Cato slipped and Sairis’s heart gave a sickening squeeze, but the warhorse righted himself and continued. Roland spent four years fighting out here, and Cato has been with him the whole time. Cato must know this terrain as well as Roland does. Still, they call this the Valley of False Hope for a reason.
Weakness came in waves. Sairis leaned over Cato’s neck, shivering, unable to see anything in the wet darkness. Don’t faint. Do. Not. Faint.
He fainted.
* * * *
Roland’s initial attack with handpicked cavalry from the fort worked so well that by the time dawn glowed around the horizon, he and his men were perhaps a quarter of a mile from the sea.

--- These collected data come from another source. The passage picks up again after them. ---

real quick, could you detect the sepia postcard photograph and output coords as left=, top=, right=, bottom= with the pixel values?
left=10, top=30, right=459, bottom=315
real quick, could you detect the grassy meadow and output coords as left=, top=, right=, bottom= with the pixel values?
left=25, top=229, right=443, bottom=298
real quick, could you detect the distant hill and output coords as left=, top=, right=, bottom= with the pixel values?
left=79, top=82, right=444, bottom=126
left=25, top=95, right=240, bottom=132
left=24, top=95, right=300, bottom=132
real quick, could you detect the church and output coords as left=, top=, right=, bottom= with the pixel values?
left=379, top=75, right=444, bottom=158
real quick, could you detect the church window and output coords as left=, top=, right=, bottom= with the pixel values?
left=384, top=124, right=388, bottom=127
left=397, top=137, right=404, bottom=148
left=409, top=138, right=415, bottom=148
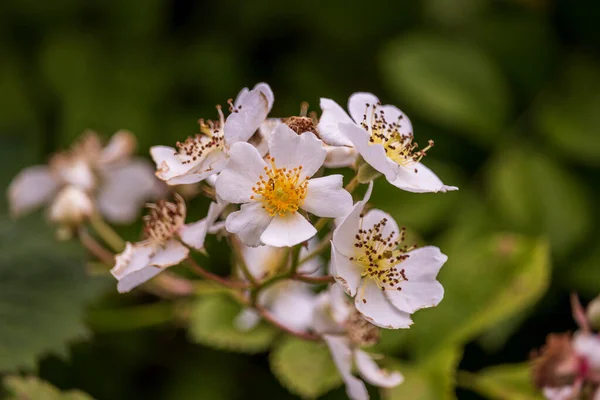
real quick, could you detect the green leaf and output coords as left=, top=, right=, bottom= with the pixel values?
left=534, top=55, right=600, bottom=165
left=188, top=294, right=277, bottom=353
left=0, top=216, right=107, bottom=372
left=270, top=336, right=342, bottom=399
left=381, top=33, right=511, bottom=144
left=457, top=363, right=543, bottom=400
left=485, top=146, right=591, bottom=257
left=3, top=375, right=94, bottom=400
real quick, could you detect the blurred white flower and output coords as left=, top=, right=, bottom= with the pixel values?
left=151, top=83, right=274, bottom=185
left=318, top=93, right=457, bottom=193
left=111, top=195, right=225, bottom=293
left=215, top=124, right=353, bottom=247
left=313, top=285, right=403, bottom=400
left=330, top=182, right=447, bottom=329
left=8, top=130, right=163, bottom=224
left=48, top=186, right=94, bottom=226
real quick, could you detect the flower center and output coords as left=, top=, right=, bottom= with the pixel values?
left=350, top=216, right=416, bottom=291
left=143, top=195, right=186, bottom=245
left=250, top=156, right=308, bottom=217
left=360, top=103, right=433, bottom=168
left=175, top=106, right=226, bottom=165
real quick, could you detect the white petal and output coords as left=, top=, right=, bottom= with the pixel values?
left=254, top=118, right=281, bottom=157
left=225, top=88, right=270, bottom=144
left=260, top=212, right=316, bottom=247
left=99, top=130, right=136, bottom=165
left=329, top=283, right=354, bottom=324
left=362, top=209, right=400, bottom=242
left=324, top=335, right=369, bottom=400
left=111, top=242, right=160, bottom=293
left=269, top=124, right=326, bottom=179
left=341, top=122, right=398, bottom=181
left=331, top=244, right=363, bottom=297
left=241, top=244, right=287, bottom=279
left=379, top=104, right=413, bottom=136
left=225, top=201, right=273, bottom=247
left=574, top=333, right=600, bottom=369
left=389, top=163, right=458, bottom=193
left=355, top=279, right=413, bottom=329
left=354, top=350, right=404, bottom=388
left=332, top=181, right=373, bottom=257
left=324, top=145, right=358, bottom=168
left=270, top=283, right=317, bottom=331
left=215, top=142, right=267, bottom=203
left=234, top=308, right=261, bottom=331
left=149, top=240, right=189, bottom=267
left=8, top=165, right=58, bottom=217
left=312, top=292, right=344, bottom=334
left=400, top=246, right=448, bottom=281
left=252, top=82, right=274, bottom=110
left=178, top=200, right=226, bottom=250
left=348, top=92, right=380, bottom=126
left=317, top=98, right=354, bottom=146
left=543, top=386, right=576, bottom=400
left=56, top=158, right=96, bottom=190
left=98, top=160, right=163, bottom=224
left=150, top=145, right=192, bottom=182
left=48, top=186, right=94, bottom=225
left=302, top=175, right=353, bottom=218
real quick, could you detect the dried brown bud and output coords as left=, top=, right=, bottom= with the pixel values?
left=531, top=333, right=579, bottom=389
left=284, top=116, right=318, bottom=136
left=345, top=308, right=380, bottom=346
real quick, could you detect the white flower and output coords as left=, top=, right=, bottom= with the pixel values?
left=215, top=123, right=353, bottom=247
left=150, top=83, right=274, bottom=185
left=318, top=93, right=457, bottom=193
left=8, top=130, right=162, bottom=224
left=234, top=240, right=323, bottom=332
left=48, top=186, right=94, bottom=226
left=313, top=285, right=403, bottom=400
left=330, top=182, right=447, bottom=329
left=110, top=195, right=225, bottom=293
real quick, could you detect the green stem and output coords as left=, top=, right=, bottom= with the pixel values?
left=289, top=243, right=303, bottom=276
left=89, top=213, right=125, bottom=252
left=298, top=232, right=332, bottom=267
left=229, top=236, right=258, bottom=286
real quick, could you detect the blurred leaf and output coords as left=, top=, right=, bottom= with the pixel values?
left=381, top=33, right=511, bottom=144
left=457, top=363, right=543, bottom=400
left=535, top=56, right=600, bottom=165
left=567, top=242, right=600, bottom=296
left=385, top=346, right=461, bottom=400
left=0, top=216, right=106, bottom=372
left=188, top=294, right=277, bottom=354
left=486, top=146, right=591, bottom=257
left=86, top=301, right=177, bottom=333
left=3, top=375, right=94, bottom=400
left=423, top=0, right=488, bottom=27
left=270, top=336, right=342, bottom=399
left=0, top=59, right=38, bottom=133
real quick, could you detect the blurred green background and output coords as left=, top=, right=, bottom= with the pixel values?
left=1, top=0, right=599, bottom=399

They’d driven a deep wedge into Hastafel’s surprised army, softening the path of the infantry coming behind and creating chaos that Lamont’s cavalry could capitalize on, in spite of being less experienced in this terrain.
The risk, of course, was that Roland and his men would drive too deeply into enemy territory and become cut off or overwhelmed. Without light, it had been difficult for Roland to judge the state of the action as a whole, but as the first rays broke over the mountains to the east, he turned in his saddle and saw the pass as it must always look to Hastafel’s troops—a long slope that rose up from the sea to a narrow corridor where the dawn was glowing. Roland was at the bottom of the hill now, and there was intense fighting for about half a mile up the valley. It was impossible to see who was winning, but the wave of blue from Lamont’s mounted troops was certainly making a dent in Hastafel’s southern flank.
Roland spotted one of the golems—a lumbering hill of mud. He heard the insane battle-cry of Hastafel’s troops, a sort of human wolf-howl that made his skin prickle. Roland had hoped that, in addition to softening the enemy, his vanguard action would draw the worst of the monsters to the most experienced knights from the fort. If anyone knows how to deal with them, we do. But the handful of golems had remained out of sight or far away on the horizon.